Chick rappers used to be only slightly more popular than white rappers. Or gay rappers. In the brutally masculinist world of hip-hop, female artists were seen as interlopers, illegitimate heiresses to the culture. Despite the flack, there were always a few women who braved the storm and made their presence known. Beginning with the Sugar Hill Records group Sequence (which featured a teenage Angie Stone) and running through Dimples D, Ice Cream Tee, Sparky D, and JJ Fad, hip-hop by women has told a powerful counternarrative to the genre’s boystown hegemony.
DA BRAT
Unrestricted (So So Def/Columbia)
RAH DIGGA
Dirty Harriet (Elektra)
TRINA
Da Baddest Bitch (Slip-N-Slide/Atlantic)
Never was there a more potent female voice than that of MC Lyte. Smart and sassy, her lyrics were fierce and carefully constructed; strong enough to challenge even premier male lyricists. She rhymed about sexually transmitted diseases. She rhymed about love. She rhymed about clothes. She rhymed about tearing sucker MCs into tiny little pieces. Like her male counterparts, she explored a range of topics and was never begrudged the right to do so. Finally a female was on par with the boys, and the guys knew better than to give her a hard time.
Yet the period in which Lyte had her greatest moments—the late ’80s—was the last time all of hip-hop lived in one house. After the turn of the decade, camps stratified: East vs. West, North vs. South, conscious vs. gangster, mainstream vs. independent, battle vs. narrative. Soon enough, artists found that they couldn’t be every rapper, even if it was all in them. For women, this proved especially damaging. Some, such as Boss, retreated to the gangster camp (despite her middle-class, private-school upbringing). Others, such as Heather B, tried to get by on battle lyrics alone, eschewing appearance. Most often though, sex was the main currency, as seen in the dual ascendance of Lil Kim and Foxy Brown. They could rhyme—the fact that most of their lyrics were written by others notwithstanding, they sounded good—but their success was, and is, predicated more on what you could see than what you could hear.

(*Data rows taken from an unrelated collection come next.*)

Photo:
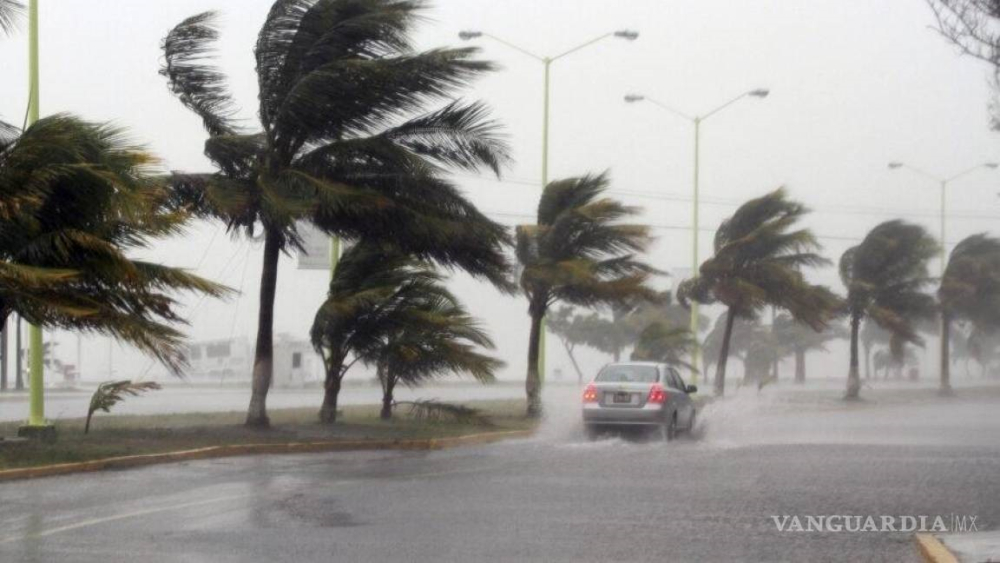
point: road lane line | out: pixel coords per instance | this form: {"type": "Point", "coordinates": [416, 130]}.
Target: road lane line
{"type": "Point", "coordinates": [96, 521]}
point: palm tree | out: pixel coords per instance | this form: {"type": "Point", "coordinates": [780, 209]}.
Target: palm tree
{"type": "Point", "coordinates": [758, 262]}
{"type": "Point", "coordinates": [578, 253]}
{"type": "Point", "coordinates": [366, 292]}
{"type": "Point", "coordinates": [969, 291]}
{"type": "Point", "coordinates": [435, 337]}
{"type": "Point", "coordinates": [345, 141]}
{"type": "Point", "coordinates": [10, 11]}
{"type": "Point", "coordinates": [885, 277]}
{"type": "Point", "coordinates": [798, 339]}
{"type": "Point", "coordinates": [76, 200]}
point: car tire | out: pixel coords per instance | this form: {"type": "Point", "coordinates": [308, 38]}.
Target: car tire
{"type": "Point", "coordinates": [668, 430]}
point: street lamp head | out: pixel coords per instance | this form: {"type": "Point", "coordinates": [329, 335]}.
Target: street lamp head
{"type": "Point", "coordinates": [627, 34]}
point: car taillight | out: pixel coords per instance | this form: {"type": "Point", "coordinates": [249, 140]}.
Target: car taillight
{"type": "Point", "coordinates": [657, 394]}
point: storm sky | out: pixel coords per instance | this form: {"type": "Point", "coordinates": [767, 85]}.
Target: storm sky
{"type": "Point", "coordinates": [854, 84]}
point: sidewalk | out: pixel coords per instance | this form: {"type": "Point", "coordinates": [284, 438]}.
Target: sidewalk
{"type": "Point", "coordinates": [978, 547]}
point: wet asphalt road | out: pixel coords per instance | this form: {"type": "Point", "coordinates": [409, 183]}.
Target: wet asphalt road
{"type": "Point", "coordinates": [552, 498]}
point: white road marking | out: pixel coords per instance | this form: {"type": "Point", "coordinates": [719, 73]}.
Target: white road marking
{"type": "Point", "coordinates": [96, 521]}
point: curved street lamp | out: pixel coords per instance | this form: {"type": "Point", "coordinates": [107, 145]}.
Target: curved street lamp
{"type": "Point", "coordinates": [469, 34]}
{"type": "Point", "coordinates": [696, 120]}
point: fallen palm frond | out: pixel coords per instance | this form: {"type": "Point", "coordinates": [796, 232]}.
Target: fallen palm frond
{"type": "Point", "coordinates": [436, 411]}
{"type": "Point", "coordinates": [110, 393]}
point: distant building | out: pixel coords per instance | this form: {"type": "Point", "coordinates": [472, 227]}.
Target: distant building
{"type": "Point", "coordinates": [231, 360]}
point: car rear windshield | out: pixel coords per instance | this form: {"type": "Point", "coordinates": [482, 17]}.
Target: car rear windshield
{"type": "Point", "coordinates": [628, 374]}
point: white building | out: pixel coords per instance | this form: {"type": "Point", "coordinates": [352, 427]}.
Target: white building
{"type": "Point", "coordinates": [231, 360]}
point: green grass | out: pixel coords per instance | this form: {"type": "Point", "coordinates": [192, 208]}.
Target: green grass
{"type": "Point", "coordinates": [113, 436]}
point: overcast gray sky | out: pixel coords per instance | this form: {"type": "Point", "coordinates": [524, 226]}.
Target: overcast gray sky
{"type": "Point", "coordinates": [854, 84]}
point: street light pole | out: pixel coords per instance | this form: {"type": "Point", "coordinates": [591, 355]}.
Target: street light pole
{"type": "Point", "coordinates": [546, 81]}
{"type": "Point", "coordinates": [944, 183]}
{"type": "Point", "coordinates": [36, 415]}
{"type": "Point", "coordinates": [695, 219]}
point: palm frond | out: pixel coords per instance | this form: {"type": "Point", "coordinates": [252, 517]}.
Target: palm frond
{"type": "Point", "coordinates": [187, 50]}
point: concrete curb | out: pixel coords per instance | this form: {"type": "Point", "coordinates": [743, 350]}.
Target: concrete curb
{"type": "Point", "coordinates": [933, 551]}
{"type": "Point", "coordinates": [125, 462]}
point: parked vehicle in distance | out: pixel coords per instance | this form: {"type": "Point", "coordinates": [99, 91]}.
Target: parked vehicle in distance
{"type": "Point", "coordinates": [639, 394]}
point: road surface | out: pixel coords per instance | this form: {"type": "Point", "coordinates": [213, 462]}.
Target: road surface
{"type": "Point", "coordinates": [555, 497]}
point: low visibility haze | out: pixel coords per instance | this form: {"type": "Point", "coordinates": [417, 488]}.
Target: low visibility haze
{"type": "Point", "coordinates": [854, 84]}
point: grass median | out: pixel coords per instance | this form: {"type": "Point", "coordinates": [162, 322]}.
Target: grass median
{"type": "Point", "coordinates": [124, 435]}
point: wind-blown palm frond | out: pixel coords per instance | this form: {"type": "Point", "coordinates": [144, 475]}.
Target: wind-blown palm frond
{"type": "Point", "coordinates": [758, 262]}
{"type": "Point", "coordinates": [579, 253]}
{"type": "Point", "coordinates": [969, 291]}
{"type": "Point", "coordinates": [886, 276]}
{"type": "Point", "coordinates": [392, 311]}
{"type": "Point", "coordinates": [76, 199]}
{"type": "Point", "coordinates": [351, 139]}
{"type": "Point", "coordinates": [199, 85]}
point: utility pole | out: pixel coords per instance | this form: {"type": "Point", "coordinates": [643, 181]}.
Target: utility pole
{"type": "Point", "coordinates": [696, 120]}
{"type": "Point", "coordinates": [6, 356]}
{"type": "Point", "coordinates": [547, 61]}
{"type": "Point", "coordinates": [37, 427]}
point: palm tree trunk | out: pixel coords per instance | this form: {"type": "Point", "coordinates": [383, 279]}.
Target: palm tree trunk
{"type": "Point", "coordinates": [263, 365]}
{"type": "Point", "coordinates": [800, 365]}
{"type": "Point", "coordinates": [853, 375]}
{"type": "Point", "coordinates": [868, 361]}
{"type": "Point", "coordinates": [331, 392]}
{"type": "Point", "coordinates": [388, 384]}
{"type": "Point", "coordinates": [532, 384]}
{"type": "Point", "coordinates": [720, 367]}
{"type": "Point", "coordinates": [572, 359]}
{"type": "Point", "coordinates": [945, 354]}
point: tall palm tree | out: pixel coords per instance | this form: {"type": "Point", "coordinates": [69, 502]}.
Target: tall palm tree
{"type": "Point", "coordinates": [885, 277]}
{"type": "Point", "coordinates": [969, 291]}
{"type": "Point", "coordinates": [435, 337]}
{"type": "Point", "coordinates": [10, 12]}
{"type": "Point", "coordinates": [579, 253]}
{"type": "Point", "coordinates": [366, 293]}
{"type": "Point", "coordinates": [758, 262]}
{"type": "Point", "coordinates": [76, 200]}
{"type": "Point", "coordinates": [795, 338]}
{"type": "Point", "coordinates": [346, 141]}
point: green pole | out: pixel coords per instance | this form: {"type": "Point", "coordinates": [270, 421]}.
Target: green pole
{"type": "Point", "coordinates": [36, 415]}
{"type": "Point", "coordinates": [944, 248]}
{"type": "Point", "coordinates": [545, 180]}
{"type": "Point", "coordinates": [696, 350]}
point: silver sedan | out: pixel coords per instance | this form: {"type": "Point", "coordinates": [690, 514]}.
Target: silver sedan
{"type": "Point", "coordinates": [639, 394]}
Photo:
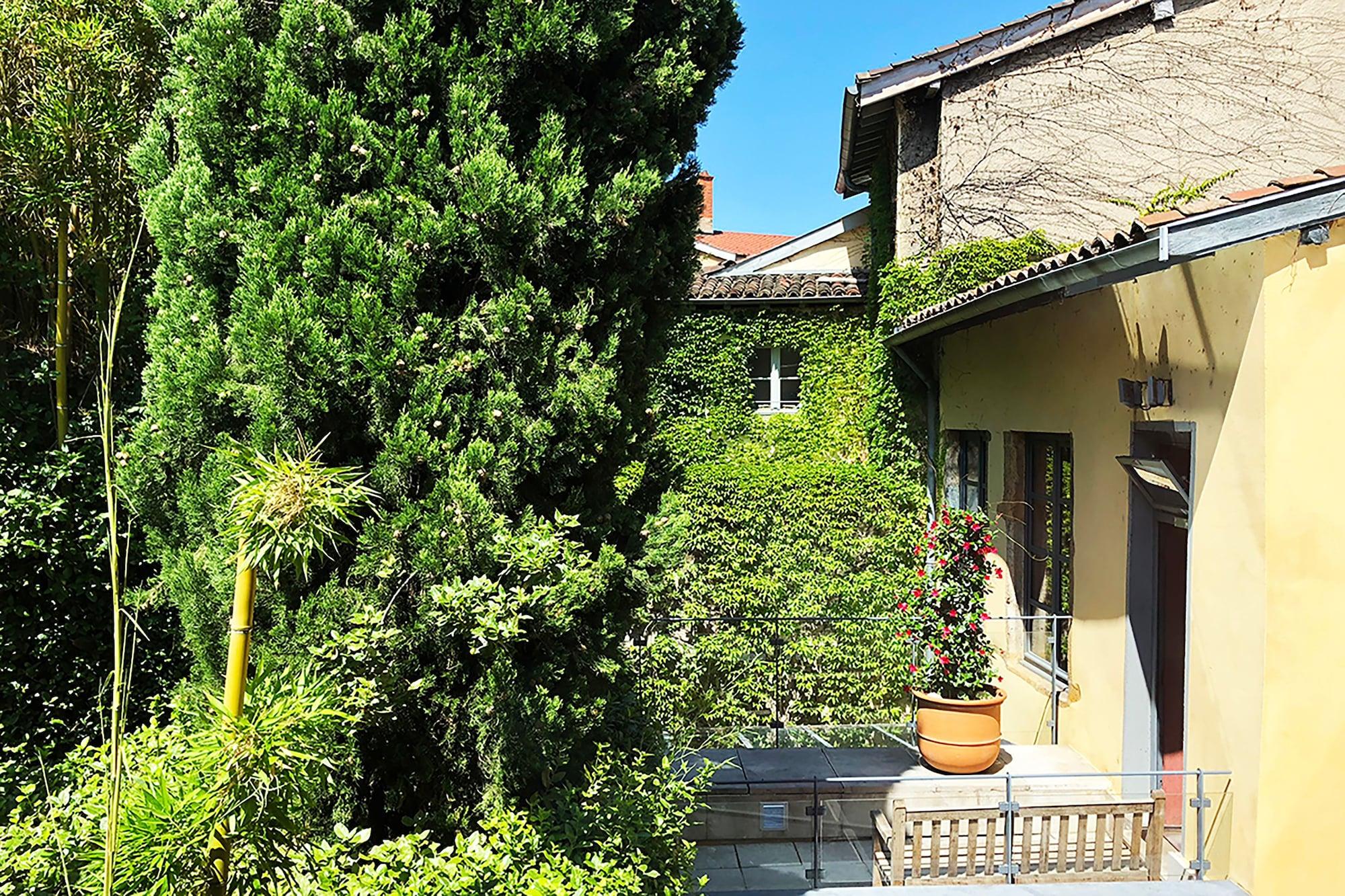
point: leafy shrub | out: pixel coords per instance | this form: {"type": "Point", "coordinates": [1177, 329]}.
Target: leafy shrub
{"type": "Point", "coordinates": [618, 831]}
{"type": "Point", "coordinates": [54, 607]}
{"type": "Point", "coordinates": [267, 771]}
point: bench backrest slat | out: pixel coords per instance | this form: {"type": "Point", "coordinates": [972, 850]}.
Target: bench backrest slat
{"type": "Point", "coordinates": [1079, 842]}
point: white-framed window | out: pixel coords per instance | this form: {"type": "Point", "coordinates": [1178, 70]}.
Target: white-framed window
{"type": "Point", "coordinates": [775, 380]}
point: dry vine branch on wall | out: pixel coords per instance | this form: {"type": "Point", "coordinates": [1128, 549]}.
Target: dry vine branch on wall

Over the past couple of years, a small group of female rappers has begun to break free of these conventions. Most notably, rapper-songstress Lauryn Hill destroyed stereotypes in 1998 with her genre-crossing, emotionally raw solo debut. More recently, Eve, lone female in the Ruff Ryder camp and self-proclaimed “pitbull in a skirt,” has come on the scene. A former stripper, Eve parlayed her good looks and unique style into a rap career, and has been successful because she’s a gifted MC as well as compelling eye candy.
Rah Digga, to her credit, is trying to follow the Eve model of ascendance rather than enrolling in the Foxy Kim school of bra-slinging. Earning her chops through New York’s Lyricist Lounge open mic night and rhyming with New Jersey’s Outsidaz clique has placed her in environs where her gender could easily work against her. Consequently, she’s cultivated a vicious battle sensibility, blessed with a wealth of one-liners that would do even Canibus proud. On “Tight,” she threatens: “I’ll leave you twisted like a thug with blond hair” (talk about gender identity issues!). On “Curtains,” she proudly boasts, in what must be one of the most promising insults in years, “You’re wack and won’t even think of punch lines I don’t use.” On “Imperial,” the album’s second single, she drapes herself in dun language, taunting, “Labels scared to death to let their artists rhyme with me/you could send your thuggest MC and watch me son him/ the ruggedest bitch don’t even rhyme about gunning.”
Still, Rah is grappling with her femininity. The photos in her CD booklet look like outtakes from a Lauryn Hill photo shoot, but without the natural glow. In the lyrics as well, Rah seems unnaturally preoccupied with locating herself at the crossroads of two worlds—the grimy battle stage and the dainty dressing room. She calls herself “la cr譥 de la gutter” and takes a moment on the album’s final track to “thank God I can look this fly and still rock this hard.” No dummy she, Rah knows it pays to be the ghetto diva, and if rapping in high heels is what it’ll take to get ears open, she’ll do it. It’s a move recently made as well by Chicago’s Da Brat. Originally known for her jail suits and cornrows, the last year has seen the rapper glued to Mariah Carey’s side and sporting thon-th-th-th-thongs in her videos. Even Trina, the baddest bitch to Trick Daddy’s nann nigga, wears her sex-positivity so strongly it reads masculine; kicking underperforming men out the bed and cheaters out of her life. There’s nothing coy about her lust, which is why it’s not only a (potentially troubling) victory for hip-hop feminism, but a perfect fit in rap’s male bravado tradition.